In basso, con il motivo del fiume Giordano, c’è una teoria di pecorelle. Nell’arco absidale una serie di “seniori” dell’Apocalisse tendono all’Agnello mistico le loro corone di gloria. Nell’arco trionfale torme di eletti sullo sfondo dei cieli sono accolti dagli angeli nella Città celeste.

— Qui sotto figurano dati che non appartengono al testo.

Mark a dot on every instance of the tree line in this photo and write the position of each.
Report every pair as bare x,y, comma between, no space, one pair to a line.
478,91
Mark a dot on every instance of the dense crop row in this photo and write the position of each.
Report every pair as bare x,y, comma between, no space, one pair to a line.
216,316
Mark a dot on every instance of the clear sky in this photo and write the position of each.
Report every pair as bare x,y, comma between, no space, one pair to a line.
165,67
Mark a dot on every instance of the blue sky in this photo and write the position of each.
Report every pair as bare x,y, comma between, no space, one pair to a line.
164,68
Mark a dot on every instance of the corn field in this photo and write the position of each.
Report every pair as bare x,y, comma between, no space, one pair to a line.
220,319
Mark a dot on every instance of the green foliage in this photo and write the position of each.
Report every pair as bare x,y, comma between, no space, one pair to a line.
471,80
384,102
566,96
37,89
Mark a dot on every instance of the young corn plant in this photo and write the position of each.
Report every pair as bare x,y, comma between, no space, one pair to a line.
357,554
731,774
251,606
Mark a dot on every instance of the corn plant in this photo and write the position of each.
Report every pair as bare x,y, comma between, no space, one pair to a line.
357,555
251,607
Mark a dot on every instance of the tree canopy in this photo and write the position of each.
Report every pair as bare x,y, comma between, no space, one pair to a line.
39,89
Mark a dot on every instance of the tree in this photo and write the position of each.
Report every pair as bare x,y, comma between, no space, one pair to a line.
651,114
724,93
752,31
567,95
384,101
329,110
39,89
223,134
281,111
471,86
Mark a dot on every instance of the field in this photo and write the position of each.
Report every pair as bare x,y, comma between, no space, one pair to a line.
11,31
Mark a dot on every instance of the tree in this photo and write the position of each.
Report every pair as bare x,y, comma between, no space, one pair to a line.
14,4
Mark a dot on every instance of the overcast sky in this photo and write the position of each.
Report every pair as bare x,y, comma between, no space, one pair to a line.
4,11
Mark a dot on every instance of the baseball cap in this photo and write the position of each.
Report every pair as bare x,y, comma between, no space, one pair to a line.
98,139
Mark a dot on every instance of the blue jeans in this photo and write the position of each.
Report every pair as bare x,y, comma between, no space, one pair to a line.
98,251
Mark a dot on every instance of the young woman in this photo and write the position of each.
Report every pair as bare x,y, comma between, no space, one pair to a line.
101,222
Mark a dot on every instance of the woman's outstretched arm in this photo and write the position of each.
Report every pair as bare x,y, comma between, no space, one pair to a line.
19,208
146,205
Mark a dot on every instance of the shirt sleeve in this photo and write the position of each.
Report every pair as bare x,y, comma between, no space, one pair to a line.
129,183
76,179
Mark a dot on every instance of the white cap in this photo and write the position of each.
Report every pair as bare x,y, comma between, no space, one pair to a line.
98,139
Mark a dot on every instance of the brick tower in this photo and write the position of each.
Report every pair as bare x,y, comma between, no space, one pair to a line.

Tuttavia le più alte emozioni sono riservate dalla Cappella di San Zenone detta anche Giardino del Paradiso che Pasquale I eresse a metà della navata destra come mausoleo della madre Teodora: si tratta della della più significativa testimonianza della cultura artistica bizantina che sia rimasta a Roma, come documento della lunga fase di predominio politico e culturale dell’Oriente.
Introduce alla cappella un arco con decorazione musiva cui si sovrappongono due colonne di granito nero sorreggenti un meraviglioso architrave; su di esso poggia una grande e pregevole urna funeraria.
L’interno è degno del nome “Paradiso” che si dà alla cappella. Idealmente poggiando su quattro colonne collocate negli angoli del piccolo vano quadrato, quattro angeli in mosaico con le braccia alzate reggono al centro della volta tutta d’oro un tondo col volto di Cristo. Altri mosaici sono nelle lunette e sull’altare dove è collocata l’antica immagine di Santa Maria liberaci dalle pene dell’inferno. Molto interessante è il pavimento, coevo alla costruzione della cappella e quindi esempio di transizione tra l’antico opus sectile marmoreum e i lavori che i marmorari romani cominciarono ad eseguire nel secolo XI.
In una attigua piccola cappella, viene conservata la colonna detta della Flagellazione (un piccolo tronco di diaspro sanguigno che il cardinale Giovanni Colonna portò da Gerusalemme nel 1223). In un’altra cappella, pure vicina a quella di San Zenone, si trova una bella tomba quattrocentesca della scuola di Andrea Bregno; in un pilastro di fronte è il primo monumento funebre realizzato dal giovanissimo Gian Lorenzo Bernini.